L’Italia sulle orme di chi sbaglia I nostri militari tornano in Libia

Cento anni dopo i nostri soldati torneranno a calcare le sabbie libiche. Cent'anni dopo la guerra alla Turchia del 1911 e la conquista dell'ex colonia il ministro della Difesa annuncia l'invio di dieci consiglieri militari per appoggiare i ribelli di Bengasi. Ma stavolta guerra e conquista son l'ultimo degli obbiettivi. Dieci consiglieri non si negano a nessuno. Soprattutto in una partita cruciale come quella libica. La decisione annunciata ieri da Ignazio La Russa è l'inevitabile risposta all'invio d'altrettanti istruttori militari comunicato da Londra e Parigi. La risposta fa parte del gioco. Anche se non è il nostro gioco. Anche se è un gioco orchestrato da alleati che si muovono più sulla linea della competizione politica ed economica che dell'intesa militare. Proprio per questo non possiamo abbandonar la partita. Né regalarla a chi, fin qui, ha soltanto inanellato errori e passi falsi.
Lo scenario che ci costringe ad allinearci con l'escalation voluta da Londra e Parigi è quello di un conflitto statico e improduttivo. Uno scenario caratterizzato dall'incapacità e dall'inconsistenza militare dei ribelli di Bengasi e dall'assenza di un Bruto o di un Badoglio capace di sostituire il raìs. I principali artefici di questo pantano bellico non siamo noi, ma Washington, Parigi e Londra. La decisione di varare la risoluzione sulla "no fly zone" e avviare le operazioni militari è tutta della Casa Bianca. Una decisione seguita dal clamoroso addio alle armi dell'aviazione statunitense. Con l'uscita di scena dei top gun americani Londra e Parigi si ritrovano prigioniere delle proprie scelte politiche. Non hanno il coraggio di premere sull'acceleratore dei bombardamenti per sloggiare Muammar Gheddafi e famiglia, ma neppure la capacità di trovargli una valida alternativa.
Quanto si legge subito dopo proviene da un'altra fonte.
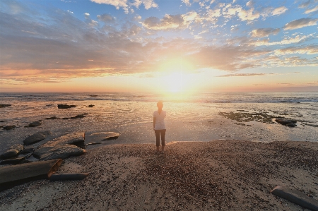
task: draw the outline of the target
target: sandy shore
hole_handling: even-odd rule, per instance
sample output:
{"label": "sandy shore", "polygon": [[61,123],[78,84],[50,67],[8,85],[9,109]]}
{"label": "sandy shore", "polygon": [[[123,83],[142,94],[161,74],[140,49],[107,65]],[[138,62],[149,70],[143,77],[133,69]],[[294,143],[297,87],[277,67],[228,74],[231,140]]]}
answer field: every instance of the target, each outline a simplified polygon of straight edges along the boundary
{"label": "sandy shore", "polygon": [[306,210],[269,191],[276,185],[318,200],[318,143],[244,140],[115,145],[65,159],[58,173],[0,193],[0,210]]}

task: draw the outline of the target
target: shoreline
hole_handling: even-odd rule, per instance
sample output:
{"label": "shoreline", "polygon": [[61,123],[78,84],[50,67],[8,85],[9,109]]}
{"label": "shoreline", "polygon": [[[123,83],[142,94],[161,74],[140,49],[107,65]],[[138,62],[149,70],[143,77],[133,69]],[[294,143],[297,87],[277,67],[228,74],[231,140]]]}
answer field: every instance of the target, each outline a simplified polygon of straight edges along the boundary
{"label": "shoreline", "polygon": [[318,200],[318,144],[181,141],[115,144],[66,159],[57,173],[90,172],[77,181],[40,180],[0,192],[0,210],[303,210],[269,191],[276,185]]}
L'errore più plateale lo commette l'intelligence britannica dopo la defezione del ministro degli esteri libico Mussa Kussa. L'MI6 britannico è l'organizzazione che meglio conosce, assieme ai nostri servizi segreti, la trama del potere libico. Lo stesso Kussa valuta, prima di volare da Tunisi a Londra, la possibilità di offrire a Roma la propria collaborazione. A fargli preferire la capitale inglese sono i rapporti personali stretti nel 2003 quando ha patteggiato con i vertici dell'MI6 la consegna dei piani nucleari libici. La scelta è quanto mai errata. Temendo per la propria rispettabilità internazionale Londra smentisce qualsiasi patto con il fuggitivo e annuncia di esser pronta a consegnarlo alla Corte Internazionale. Da quel momento a Tripoli cambia l'aria. I possibili protagonisti di una congiura anti raìs tirano i remi in barca, gli aspiranti Badoglio abbandonano una partita in cui non è garantita neppure l'immunità. Da quel momento l'avventura libica diventa stallo, palude, pantano. Consapevoli di non poter contare né sugli inaffidabili ribelli di Cirenaica nè su un'improbabile congiura in Tripolitania, Londra e Parigi spingono la Nato verso un'escalation subdola e silenziosa. Mettono un piede sul terreno inviando consiglieri militari a Bengasi, tengono gli occhi su Misurata, la città assediata capace di offrire il pretesto migliore per lanciare un intervento di terra travestito da operazione umanitaria.
Il piano esiste già. Si chiama Eufor Libya, l'ha messo a punto la responsabile per la sicurezza europea Catherine Ashton e prevede il dispiegamento di mille soldati per aprire un corridoio umanitario e rompere l'assedio di Misurata. Il vero trappolone di quel piano è il comando offerto in precedenza al nostro Paese. Con il comando insediato a Roma e la guida delle operazioni nelle mani di un ammiraglio italiano il nostro Paese non potrebbe tirarsi indietro. Proprio per questo dobbiamo assecondar le mosse di Londra e Parigi.

Dobbiamo evitare di ritrovarci scavalcati prima di aver concertato un piano d'azione con la Germania e gli altri alleati contrari ad un intervento di terra. Proprio per questo dobbiamo continuare a collaborare, ma anche perseguire autonomamente la ricerca di un successore di Gheddafi in grado di garantire la difesa dei nostri interessi energetici e geopolitici.